The adult beetle will leave a “shot hole” appearance in the leaf. Whilst the beetle larvae will eat all of the green part of the leaf leaving a skeletonised leaf.  Trees can be defoliated in a very short period of time.  If conditions are hot, then this can happen quite fast as higher temperatures will increase the metabolism of the insect.  The damage always looks the worst towards the end of summer especially if we have had hot dry weather.  If you stand back and look at the tree from a distance it will have a brown tinge throughout the total canopy.

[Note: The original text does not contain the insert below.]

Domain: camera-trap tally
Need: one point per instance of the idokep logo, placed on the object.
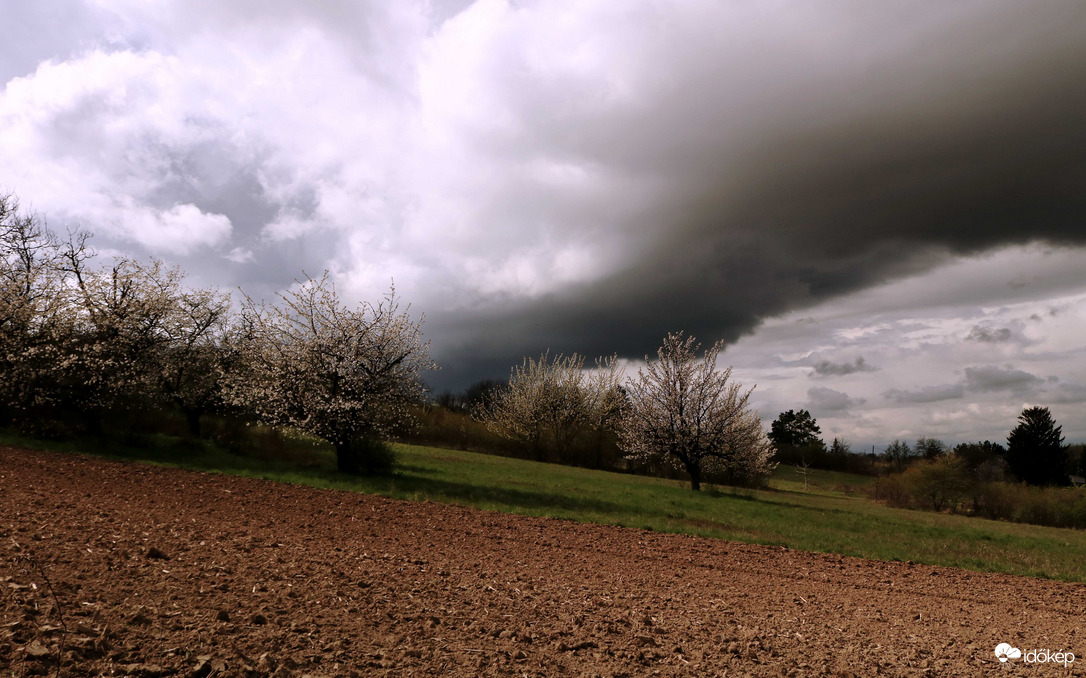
(1006, 652)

Around October as temperatures start to rise the beetles will emerge out of hibernation from where they have been sheltering and move up the tree or fly to a tree. They will then lay their eggs on the leaves of the tree in mid-October (timing will be dependent on your location and the season).  The eggs are yellow in colour.  The larvae (grubs) will hatch in December and then the larvae (grubs) will start to move back down the tree in January.  This lifecycle will repeat itself a few times through the warmer months.  As the temperatures begin to drop the larvae will move to the soil or under the bark of the tree or on structures to hibernate for the cooler months (normally from May to September)

Stem injections – This is the most effective and environmentally friendly way of treating trees for the Elm Leaf Beetle especially if they are quite established.  Injections are normally completed whilst the tree is actively growing. Ideally in Young you would aim for October.  Stem injection should be carried out by a licensed qualified horticulturist or arborist.  Stem injection should help protect the trees for two or more years.

Canopy Spraying -This needs to be completed when the tree’s canopy is in full leaf. This should be carried out by a licensed qualified horticulturist or arborist.  Also, consideration needs to be taken for surrounding vegetation, waterways and land usage.

Soil Drenching/Soil Injection – This is NOT recommended. This has a high impact on the soil and the environment around the tree. It is not recommended to be used in riparian zones and can kill microorganisms in the soil.

Trunk banding – This is a successful organic method that won’t destroy the beetle however it will disrupt the lifecycle of the insect. Apply adhesive tape, with the sticky side facing outwards, around the main trunks of the tree.  This tape will catch any migrating larvae that are heading down to the ground to pupate.  The tape will need to be applied by early December.  It will need to be replaced every few days as the adhesiveness wears off and the number of larvae collected increases.  This may not have an effect in the first year or two but overtime it should reduce the number of beetles in your area. 

Introduce some predator two legged friends. Ducks and chickens seem to be a good control method over a few years.  They will eat the grubs and reduce further numbers of the insect the following year.

Another factor is ensuring the trees are as healthy as possible.  You can do this by keeping the trees well-watered, especially through drier conditions.  Their main feeder (growing roots) are found towards the edges of the canopy.  Keep trees well mulched.  Improve the organic matter in the soil around the tree by fertilising the trees in September with general purpose balanced fertiliser. Ensure there is no compaction around the root zones of the trees.

Plant more flowers to encourage beneficial insects such as lacewings, hover flies and predatory insects that will feed on the eggs of the beetles.

I hope you can treat your Elms.  If more people are able to treat their Elm trees in your area then the overall effects of these beetles should be reduced.  It is also very important to get council’s on board for them to treat their street trees and park trees otherwise we will loose whole populations of some species.